I kid. Even after just three weeks in the course I believe my language skills have improved a lot. Though I took German for a year at UPS that was over 8 years ago now. Coming to Berlin I was a little disappointed that my old German skills didn’t come rushing back, though I must admit that I didn’t put forth the greatest effort. There’s also the additional problem with the fact that most restaurant and retail staff in Berlin speak enough English that as soon as they detect that you aren’t a native German speaker they switch to English. So even if I’d been up to the challenge it would have proven difficult to practice the little German I knew on those I was interacting with. Luckily I am now getting the opportunity to listen to and speak German for a good 3 hours each weekday. Though most of what we’ve covered has been review my vocabulary has increased tenfold and we’re starting to venture into new territory.
My school is called Sprachenateiler Berlin and I’ve really liked it thus far. My class is small- there are only 6 of us and we come from everywhere…literally! Not one of us is from the same country. We come from Spain, Cuba, Brazil, the UK, Australia and the U.S.A. The school has such a diverse mix of people- something I really like.
Every Wednesday the school hosts “Cultural Wednesday” events. These are free or very cheap opportunities for students to see a bit more of Berlin and practice a bit of German. I’ve attended two so far- the first was a walking tour of the Kreuzberg area and the second a guided tour of the Computerspielemuseum. I wasn’t really sure what to expect on that last one, but it turned out being a really cool place. Our guide spoke to us first in German and then in English- so I could catch most of what he was saying! The museum houses a wide variety of original computer and game systems from the 70’s and 80’s. It also details the rise in popularity of computer/video games and the different platforms invented to host them. There was some really interesting stories about some of the games.
My favorite story was about how Mario got his look. Today video game characters closely resemble actual people and the video game industry has enough money to create top of the line graphics. Apparently back when Mario was invented computers weren’t sophisticated enough to create realistic human figures that could also move, jump etc… Additionally, the spectrum of colors available for graphics were extremely limited. Only six colors were employed for the creation of the original Mario. He wears overalls because if his sleeves were the same color as his torso you wouldn’t have been able to see his movements in a profile view. He has a mustache for facial definition and a hat due to the fact that hair cuts were essentially impossible to create via a computer. Since the introduction of Mario and his gang in the original Donkey Kong (whose name apparently came about due to a translation problem the Japanese encountered…Donkey Kong was suppose to translate to King of the Monkeys) his popularity has increased dramatically as has the progress of modern technology. Today Mario looks just a bit different than he did back in the early 80s…
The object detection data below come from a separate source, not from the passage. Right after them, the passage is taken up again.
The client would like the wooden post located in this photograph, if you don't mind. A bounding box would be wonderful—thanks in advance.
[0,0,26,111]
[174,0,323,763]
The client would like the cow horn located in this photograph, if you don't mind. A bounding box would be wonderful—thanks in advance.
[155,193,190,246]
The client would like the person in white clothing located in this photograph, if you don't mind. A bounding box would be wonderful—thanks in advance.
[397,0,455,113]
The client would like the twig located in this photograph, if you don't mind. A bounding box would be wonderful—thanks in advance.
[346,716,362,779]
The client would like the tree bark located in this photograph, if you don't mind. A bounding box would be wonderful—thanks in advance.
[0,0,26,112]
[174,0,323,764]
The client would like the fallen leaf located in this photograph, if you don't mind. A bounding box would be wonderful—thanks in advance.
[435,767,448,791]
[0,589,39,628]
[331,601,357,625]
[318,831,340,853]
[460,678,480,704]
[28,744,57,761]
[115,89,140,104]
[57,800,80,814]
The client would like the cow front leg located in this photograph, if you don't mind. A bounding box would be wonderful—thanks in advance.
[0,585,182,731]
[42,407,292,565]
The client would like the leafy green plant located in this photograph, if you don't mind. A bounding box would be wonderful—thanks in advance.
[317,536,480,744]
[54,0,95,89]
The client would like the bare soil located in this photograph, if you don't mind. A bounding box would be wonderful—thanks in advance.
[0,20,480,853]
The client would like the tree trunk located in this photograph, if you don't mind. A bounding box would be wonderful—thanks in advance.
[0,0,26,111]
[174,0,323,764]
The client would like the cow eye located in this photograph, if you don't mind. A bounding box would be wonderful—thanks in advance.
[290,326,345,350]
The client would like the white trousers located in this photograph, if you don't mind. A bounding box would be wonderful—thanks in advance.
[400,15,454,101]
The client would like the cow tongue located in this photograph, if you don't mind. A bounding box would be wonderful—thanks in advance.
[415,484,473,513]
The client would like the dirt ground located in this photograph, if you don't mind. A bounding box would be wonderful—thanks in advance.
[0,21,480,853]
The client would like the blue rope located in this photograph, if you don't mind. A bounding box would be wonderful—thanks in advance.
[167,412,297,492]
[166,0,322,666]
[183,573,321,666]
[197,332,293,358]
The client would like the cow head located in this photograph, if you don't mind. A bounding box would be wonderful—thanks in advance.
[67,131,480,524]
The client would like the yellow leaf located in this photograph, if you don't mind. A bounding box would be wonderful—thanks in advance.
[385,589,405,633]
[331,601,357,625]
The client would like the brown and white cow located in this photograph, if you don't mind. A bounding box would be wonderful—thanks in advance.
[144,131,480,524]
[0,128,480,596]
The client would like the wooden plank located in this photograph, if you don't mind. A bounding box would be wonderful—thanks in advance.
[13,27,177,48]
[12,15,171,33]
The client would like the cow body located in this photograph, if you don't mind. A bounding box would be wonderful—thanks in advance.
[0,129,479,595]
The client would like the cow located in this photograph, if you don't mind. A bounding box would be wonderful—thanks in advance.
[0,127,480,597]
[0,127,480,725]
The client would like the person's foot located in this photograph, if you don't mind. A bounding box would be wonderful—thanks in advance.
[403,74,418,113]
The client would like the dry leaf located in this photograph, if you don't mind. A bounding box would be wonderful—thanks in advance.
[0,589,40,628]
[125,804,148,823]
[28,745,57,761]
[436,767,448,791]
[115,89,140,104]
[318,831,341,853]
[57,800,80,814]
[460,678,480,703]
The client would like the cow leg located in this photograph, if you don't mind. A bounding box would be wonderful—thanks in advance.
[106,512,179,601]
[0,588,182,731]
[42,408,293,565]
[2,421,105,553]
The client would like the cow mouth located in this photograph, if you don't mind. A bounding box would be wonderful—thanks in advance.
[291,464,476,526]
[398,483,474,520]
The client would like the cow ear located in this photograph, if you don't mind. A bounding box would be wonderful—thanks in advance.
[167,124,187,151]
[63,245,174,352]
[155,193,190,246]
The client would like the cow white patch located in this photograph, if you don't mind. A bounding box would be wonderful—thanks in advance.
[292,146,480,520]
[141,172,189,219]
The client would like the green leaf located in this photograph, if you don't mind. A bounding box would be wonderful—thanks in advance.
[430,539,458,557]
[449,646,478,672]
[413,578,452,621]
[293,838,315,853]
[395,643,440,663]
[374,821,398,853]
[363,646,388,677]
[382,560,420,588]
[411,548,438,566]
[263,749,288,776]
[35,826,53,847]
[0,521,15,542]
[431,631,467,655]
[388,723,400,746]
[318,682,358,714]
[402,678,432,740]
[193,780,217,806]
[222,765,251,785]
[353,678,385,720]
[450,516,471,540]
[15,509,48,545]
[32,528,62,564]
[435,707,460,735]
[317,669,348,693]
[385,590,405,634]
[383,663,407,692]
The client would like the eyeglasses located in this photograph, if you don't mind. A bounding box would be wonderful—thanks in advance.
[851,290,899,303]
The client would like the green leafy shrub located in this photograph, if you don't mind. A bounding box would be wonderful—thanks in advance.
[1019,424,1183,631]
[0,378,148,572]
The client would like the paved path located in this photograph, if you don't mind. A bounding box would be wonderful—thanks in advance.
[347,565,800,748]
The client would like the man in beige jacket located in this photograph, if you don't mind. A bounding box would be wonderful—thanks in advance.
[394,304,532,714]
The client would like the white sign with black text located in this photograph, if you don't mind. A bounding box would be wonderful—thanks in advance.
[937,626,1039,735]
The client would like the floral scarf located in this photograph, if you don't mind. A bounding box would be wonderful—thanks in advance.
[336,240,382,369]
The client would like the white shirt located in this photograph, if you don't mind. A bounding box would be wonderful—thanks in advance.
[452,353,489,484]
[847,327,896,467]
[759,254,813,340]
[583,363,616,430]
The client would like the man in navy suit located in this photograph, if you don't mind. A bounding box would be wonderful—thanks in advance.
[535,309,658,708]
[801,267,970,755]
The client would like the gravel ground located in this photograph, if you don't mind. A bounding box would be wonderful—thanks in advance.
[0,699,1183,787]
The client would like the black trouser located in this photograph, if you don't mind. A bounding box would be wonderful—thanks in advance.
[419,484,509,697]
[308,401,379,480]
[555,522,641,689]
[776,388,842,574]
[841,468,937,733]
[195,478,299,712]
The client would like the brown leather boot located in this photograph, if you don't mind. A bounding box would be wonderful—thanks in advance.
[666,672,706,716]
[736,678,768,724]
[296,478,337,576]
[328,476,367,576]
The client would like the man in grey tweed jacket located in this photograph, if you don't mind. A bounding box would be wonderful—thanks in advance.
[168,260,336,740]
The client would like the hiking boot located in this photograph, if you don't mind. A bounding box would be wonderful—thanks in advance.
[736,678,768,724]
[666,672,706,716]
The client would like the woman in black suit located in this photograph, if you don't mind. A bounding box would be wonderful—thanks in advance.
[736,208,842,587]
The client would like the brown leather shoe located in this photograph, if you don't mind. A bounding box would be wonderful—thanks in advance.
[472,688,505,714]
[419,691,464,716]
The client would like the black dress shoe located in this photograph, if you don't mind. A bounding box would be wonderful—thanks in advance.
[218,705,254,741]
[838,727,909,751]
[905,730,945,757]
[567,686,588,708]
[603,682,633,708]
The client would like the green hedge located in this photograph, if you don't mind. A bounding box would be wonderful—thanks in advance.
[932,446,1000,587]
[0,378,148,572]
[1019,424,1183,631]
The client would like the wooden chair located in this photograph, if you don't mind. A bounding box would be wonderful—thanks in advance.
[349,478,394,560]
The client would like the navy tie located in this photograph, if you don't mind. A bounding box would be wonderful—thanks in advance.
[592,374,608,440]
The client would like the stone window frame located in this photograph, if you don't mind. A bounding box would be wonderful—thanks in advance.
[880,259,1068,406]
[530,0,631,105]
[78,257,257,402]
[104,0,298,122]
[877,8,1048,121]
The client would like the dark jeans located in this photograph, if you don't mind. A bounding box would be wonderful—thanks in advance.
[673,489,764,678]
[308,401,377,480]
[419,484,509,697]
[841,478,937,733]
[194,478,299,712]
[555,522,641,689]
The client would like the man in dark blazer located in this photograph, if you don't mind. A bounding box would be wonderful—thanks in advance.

There were tons of other interesting antidotes, but the best part of the trip came at the end. The museum houses a large collection of video and computer games that all guests can play for free. As soon as the guided tour concluded our group spread out and took over! I spent some time playing the old video arcade games- Frogger, Space Invaders and Centipede before trying out an ultra-new racing game on a 3D flat-screen. They has a video game room complete with 4 different T.V.s and comfy floor pillows. And the most interesting- a pain inducing video game that punishes you for preforming poorly! The game is essentially Pong, but with the added bonus of pain. Players face-off across from each other, placing their left hand on a designated area and using their right hand to control the game knob. If they miss balls they face heat, electric shock and worst-of-all hand whipping consequences. I didn’t believe it when our guide first brought it up, but some of the people in my group played and I witnessed the abuse first hand! If you don’t believe me check out this YouTube video I found of people playing: http://www.youtube.com/watch?v=3cH5dGyFxIs. It was crazy, but lot of fun (to watch!).
All in all I’ve been having a great experience with classes and social activities these past few weeks and am looking forward to continuing with them. I’ve signed up for German classes through March 2nd and am hoping for some vast improvment in that time…I’ll keep you updated on how it goes!